Laporan keuangan bank merupakan salah satu bagian yang penting dan harus ada dalam setiap bank. Pengertian dari laporan keuangan sendiri adalah transparansi dari keuangan yang ada dalam bank tersebut. Proses pelaporan keuangan ini wajib dilakukan oleh setiap bank dan ditransparansikan pada setiap pegawai ataupun pengguna jasa bank. Dengan mengetahui laporan ini maka karyawan dan juga nasabah bisa mengetahui bagaimana posisi keuangan perusahaan atau bank saat ini. Laporan yang lengkap biasanya terdiri dari laporan neraca, laporan perubahan posisi dari keuangan, dan juga tambahan catatan yang diperlukan dalam sebuah laporan keuangan.
contoh laporan keuangan bank bni,bank syariah,laporan keuangan bank mandiri,danamon,mega,konvensional,mandiri download,

Dalam sebuah bank membuat laporan keuangan harus dilakukan dan harus terdapat beberapa komponen laporan keuangan. Adapun komponen laporan keuangan bank yaitu:

1. Neraca bank
Laporan neraca ini merupakan sebuah laporan mengenai jumlah harta atau kekayaan, jumlah modal, dan juga jumlah kewajiban atau hutang dari sebuah bank. Secara mudahnya, laporan ini berisi mengenai kekayaan dan juga modal yang dimilik oleh sebuah bank dalam jangka waktu tertentu. Semua aset kekayaan baik yang berupa uang tunai, giro, investasi, dan lain sebagainya dilaporkan dalam laporan neraca ini.

2. Laporan untung/rugi bank
Komponen laporan keuangan bank yang selanjutnya yaitu laporan laba/rugi atau untung/rugi. Laporan ini berisi mengenai income atau pendapatan dari sebuah bank dan juga beban biaya yang harus ditanggung dalam periode waktu tertentu. Dalam laporan ini dijelaskan jumlah pendapatan bank dalam jangka waktu tertentu dan juga biaya yang harus dikeluarkan. Dari laporan ini akan terlihat apakah bank mengalami keuntungan atau kerugian. Biasanya beberapa laporan untung/rugi yang dibuat akan dibandingkan setiap periodenya.
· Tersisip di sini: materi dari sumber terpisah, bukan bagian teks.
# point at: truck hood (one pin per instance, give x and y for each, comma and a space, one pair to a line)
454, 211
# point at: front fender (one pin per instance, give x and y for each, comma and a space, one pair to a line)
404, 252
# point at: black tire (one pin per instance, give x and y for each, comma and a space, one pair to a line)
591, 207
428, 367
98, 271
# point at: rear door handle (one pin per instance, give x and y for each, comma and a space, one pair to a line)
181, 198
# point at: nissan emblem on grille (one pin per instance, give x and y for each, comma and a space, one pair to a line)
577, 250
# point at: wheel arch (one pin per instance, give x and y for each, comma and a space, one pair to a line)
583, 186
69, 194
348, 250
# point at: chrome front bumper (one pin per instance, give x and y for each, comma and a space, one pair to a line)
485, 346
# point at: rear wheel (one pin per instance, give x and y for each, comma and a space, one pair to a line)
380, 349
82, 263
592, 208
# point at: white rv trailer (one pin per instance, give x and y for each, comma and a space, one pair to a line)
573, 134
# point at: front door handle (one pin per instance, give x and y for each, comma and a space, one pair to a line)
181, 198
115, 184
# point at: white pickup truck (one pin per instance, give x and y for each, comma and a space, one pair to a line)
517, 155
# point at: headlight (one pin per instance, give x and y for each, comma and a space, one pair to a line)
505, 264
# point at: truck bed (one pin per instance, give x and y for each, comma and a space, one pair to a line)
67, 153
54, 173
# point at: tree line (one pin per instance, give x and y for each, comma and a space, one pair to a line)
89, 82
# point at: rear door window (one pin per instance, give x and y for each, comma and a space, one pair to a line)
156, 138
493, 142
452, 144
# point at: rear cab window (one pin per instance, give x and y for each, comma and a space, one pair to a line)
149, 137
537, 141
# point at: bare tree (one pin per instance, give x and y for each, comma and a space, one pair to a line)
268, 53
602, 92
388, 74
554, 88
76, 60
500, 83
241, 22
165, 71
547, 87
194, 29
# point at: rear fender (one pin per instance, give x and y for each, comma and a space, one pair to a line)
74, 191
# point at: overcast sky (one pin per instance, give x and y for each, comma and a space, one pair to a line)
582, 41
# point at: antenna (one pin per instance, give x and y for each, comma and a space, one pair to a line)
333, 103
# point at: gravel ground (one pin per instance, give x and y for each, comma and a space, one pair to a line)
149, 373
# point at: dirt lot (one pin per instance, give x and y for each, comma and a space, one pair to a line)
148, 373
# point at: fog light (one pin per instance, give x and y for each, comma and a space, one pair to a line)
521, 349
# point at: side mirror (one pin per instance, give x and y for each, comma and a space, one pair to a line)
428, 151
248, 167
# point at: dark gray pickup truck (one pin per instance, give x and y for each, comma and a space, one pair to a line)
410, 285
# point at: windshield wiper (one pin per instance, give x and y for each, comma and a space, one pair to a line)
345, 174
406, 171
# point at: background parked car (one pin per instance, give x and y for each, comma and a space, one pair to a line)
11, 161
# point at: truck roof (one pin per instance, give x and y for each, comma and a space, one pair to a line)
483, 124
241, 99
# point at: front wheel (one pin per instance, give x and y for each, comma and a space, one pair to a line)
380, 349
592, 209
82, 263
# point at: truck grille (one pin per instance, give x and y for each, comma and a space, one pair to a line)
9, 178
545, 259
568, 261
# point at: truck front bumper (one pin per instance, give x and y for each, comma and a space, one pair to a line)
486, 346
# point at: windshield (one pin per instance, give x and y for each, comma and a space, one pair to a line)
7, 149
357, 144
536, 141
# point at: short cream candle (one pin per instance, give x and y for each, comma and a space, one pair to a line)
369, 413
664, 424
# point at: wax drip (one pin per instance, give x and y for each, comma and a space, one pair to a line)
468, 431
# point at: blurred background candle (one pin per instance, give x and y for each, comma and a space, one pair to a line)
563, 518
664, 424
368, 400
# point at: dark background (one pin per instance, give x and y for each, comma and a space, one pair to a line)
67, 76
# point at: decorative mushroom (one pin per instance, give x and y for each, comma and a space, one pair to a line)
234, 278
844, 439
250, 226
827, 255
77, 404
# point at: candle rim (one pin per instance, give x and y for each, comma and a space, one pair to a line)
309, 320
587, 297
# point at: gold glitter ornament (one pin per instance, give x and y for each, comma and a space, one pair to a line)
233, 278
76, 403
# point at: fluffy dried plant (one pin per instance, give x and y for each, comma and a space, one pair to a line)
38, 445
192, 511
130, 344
3. Laporan kontingensi dan komitmen
Komponen laporan keuangan bank yang harus ada adalah kontingensi dan komitmen. Laporan ini disajikan sedemikian rupanya sehingga jika dikaitkan dengan aktiva dan pasiva dapat diperoleh gambaran keuangan yang wajar dari sebuah bank. Kontingensi dan komitmen ini berupa tagihan ataupun kewajiban dari bank yang tidak akan mempengaruhi neraca aktiva dan pasiva ketika tanggal pembuatan. Hal ini bisa berupa bentuk mata uang asing atau rupiah.

4. Laporan rasio keuangan bank
Laporan ini merupakan analisis finansial yang dilakukan untuk melihat hubungan antara laporan periode tertentu dengan periode sebelumnya. Bisa dikatakan sebagai laporan perbandingan antara laporan yang sebelumnya dan yang dibuat sekarang. Dengan adanya rasio ini maka bank bisa melihat bagaimana perkembangan keuangan saat ini.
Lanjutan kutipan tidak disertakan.